For a directed path $P = v_0 e_1 v_1 \dots e_m v_m$ in $G$ with $m \leq 1$, define the horizontal composite 1-cell $\phi_P = \phi_{e_m} \cdots \phi_{e_1} \in A(\phi_{v_0}, \phi_{v_m})$.

- $\phi$ assigns to each interior face $F$ of $G$ a 2-cell $\phi_{F} : \phi_{\mathrm{dom}_F} \rightarrow \phi_{\mathrm{cod}_F}$ in $A(\phi_{s_F}, \phi_{t_F})$.

If $G$ admits a pasting scheme presentation, then a $G$-diagram is called a 2-pasting diagram in $A$ of shape $G$.

===Statement===
Pasting theorem for strict 2-category: every 2-pasting diagram in an strict 2-category has a unique composite.

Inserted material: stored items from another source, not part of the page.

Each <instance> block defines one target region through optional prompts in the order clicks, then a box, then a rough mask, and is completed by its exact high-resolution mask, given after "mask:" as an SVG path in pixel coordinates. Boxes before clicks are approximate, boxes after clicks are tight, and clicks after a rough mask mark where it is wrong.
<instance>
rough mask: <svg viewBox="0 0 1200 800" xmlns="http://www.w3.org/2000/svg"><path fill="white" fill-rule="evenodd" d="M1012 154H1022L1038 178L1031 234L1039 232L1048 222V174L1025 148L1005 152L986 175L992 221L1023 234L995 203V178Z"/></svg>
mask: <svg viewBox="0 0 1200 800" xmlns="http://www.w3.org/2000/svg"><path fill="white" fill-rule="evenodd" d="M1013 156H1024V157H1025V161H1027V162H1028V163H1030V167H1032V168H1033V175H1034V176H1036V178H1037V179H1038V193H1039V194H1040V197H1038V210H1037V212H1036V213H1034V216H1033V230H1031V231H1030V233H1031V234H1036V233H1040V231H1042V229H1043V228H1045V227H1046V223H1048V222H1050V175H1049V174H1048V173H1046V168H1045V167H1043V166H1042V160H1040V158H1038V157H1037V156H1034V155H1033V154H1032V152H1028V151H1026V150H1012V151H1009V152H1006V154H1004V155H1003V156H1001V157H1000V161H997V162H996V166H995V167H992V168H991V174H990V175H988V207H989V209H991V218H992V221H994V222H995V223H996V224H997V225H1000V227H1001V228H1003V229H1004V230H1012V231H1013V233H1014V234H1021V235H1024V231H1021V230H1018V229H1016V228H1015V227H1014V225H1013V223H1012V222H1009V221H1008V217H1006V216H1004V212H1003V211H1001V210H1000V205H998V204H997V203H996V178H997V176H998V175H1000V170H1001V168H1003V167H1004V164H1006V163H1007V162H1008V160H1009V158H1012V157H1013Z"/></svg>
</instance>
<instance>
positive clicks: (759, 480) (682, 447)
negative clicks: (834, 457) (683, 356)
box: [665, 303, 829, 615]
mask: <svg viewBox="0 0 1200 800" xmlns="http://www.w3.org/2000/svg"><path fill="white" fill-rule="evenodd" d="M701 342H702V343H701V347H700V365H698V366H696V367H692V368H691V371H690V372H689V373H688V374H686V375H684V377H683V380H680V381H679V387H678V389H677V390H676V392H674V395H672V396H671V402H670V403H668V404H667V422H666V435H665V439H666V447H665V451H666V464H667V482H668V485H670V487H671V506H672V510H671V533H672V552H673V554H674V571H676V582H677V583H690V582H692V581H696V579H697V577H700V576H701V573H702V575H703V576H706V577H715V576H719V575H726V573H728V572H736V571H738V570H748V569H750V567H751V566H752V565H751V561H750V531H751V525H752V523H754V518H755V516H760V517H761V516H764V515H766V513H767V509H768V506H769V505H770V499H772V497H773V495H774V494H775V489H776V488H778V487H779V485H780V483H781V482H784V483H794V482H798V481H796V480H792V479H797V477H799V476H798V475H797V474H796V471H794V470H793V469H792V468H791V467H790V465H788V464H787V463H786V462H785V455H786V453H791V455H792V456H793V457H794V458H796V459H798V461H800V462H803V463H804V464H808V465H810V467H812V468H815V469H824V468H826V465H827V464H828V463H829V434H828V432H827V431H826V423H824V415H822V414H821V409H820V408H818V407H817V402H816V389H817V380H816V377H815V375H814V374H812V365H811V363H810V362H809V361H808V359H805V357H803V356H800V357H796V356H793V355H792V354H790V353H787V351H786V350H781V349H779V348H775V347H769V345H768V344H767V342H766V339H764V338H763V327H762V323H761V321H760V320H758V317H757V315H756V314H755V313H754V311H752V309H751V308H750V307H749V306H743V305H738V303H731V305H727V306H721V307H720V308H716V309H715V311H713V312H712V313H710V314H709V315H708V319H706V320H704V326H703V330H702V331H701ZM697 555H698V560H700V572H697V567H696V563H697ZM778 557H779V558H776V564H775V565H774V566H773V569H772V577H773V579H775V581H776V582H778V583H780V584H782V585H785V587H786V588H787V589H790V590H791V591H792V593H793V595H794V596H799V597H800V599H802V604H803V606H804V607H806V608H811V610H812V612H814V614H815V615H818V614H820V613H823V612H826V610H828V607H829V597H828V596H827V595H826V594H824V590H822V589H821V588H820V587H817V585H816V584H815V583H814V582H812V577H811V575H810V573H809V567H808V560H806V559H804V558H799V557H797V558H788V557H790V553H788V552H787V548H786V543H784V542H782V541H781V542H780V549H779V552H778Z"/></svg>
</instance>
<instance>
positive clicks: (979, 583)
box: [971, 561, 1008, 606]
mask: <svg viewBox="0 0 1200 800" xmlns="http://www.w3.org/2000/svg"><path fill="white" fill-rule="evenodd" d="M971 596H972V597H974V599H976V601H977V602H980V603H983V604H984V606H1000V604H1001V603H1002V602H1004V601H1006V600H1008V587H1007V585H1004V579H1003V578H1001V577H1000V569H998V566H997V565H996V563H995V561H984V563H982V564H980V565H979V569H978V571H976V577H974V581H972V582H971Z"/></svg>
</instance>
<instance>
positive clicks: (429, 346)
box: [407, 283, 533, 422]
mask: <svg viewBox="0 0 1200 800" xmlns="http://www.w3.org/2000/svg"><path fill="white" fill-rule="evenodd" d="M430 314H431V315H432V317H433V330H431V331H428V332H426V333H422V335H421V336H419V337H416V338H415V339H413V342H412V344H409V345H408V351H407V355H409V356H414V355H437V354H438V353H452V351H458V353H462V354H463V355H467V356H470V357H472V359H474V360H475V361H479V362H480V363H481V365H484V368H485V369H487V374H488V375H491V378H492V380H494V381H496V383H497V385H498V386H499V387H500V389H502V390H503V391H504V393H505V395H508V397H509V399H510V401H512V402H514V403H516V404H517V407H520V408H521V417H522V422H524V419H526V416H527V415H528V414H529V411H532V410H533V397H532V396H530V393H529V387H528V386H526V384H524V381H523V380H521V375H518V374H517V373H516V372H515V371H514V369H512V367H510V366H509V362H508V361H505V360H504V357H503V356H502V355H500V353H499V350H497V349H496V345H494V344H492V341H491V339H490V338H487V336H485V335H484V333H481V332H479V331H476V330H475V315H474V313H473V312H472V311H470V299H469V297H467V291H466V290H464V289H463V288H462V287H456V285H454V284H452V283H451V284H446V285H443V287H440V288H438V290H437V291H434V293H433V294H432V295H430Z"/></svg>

Pasting theorem for weak 2-category: every 2-pasting diagram in an weak 2-category has a unique composite.

==Pasting theorem for Gray-category==

Every 2-dimensional pasting diagram in a Gray-category has a unique composition up to a contractible groupoid of choices.

==Pasting theorem for strict n-category (ver. Power (1991))==

Weak version of pasting theorem for strict n-category: for any positive natural number n, every labelled n-pasting scheme in an strict n-category $A$ has a unique "strong composite".

Pasting theorem for strict n-category: for every positive natural number n, every labelled n-pasting scheme in an strict n-category $A$ has a unique "n-pasting composite".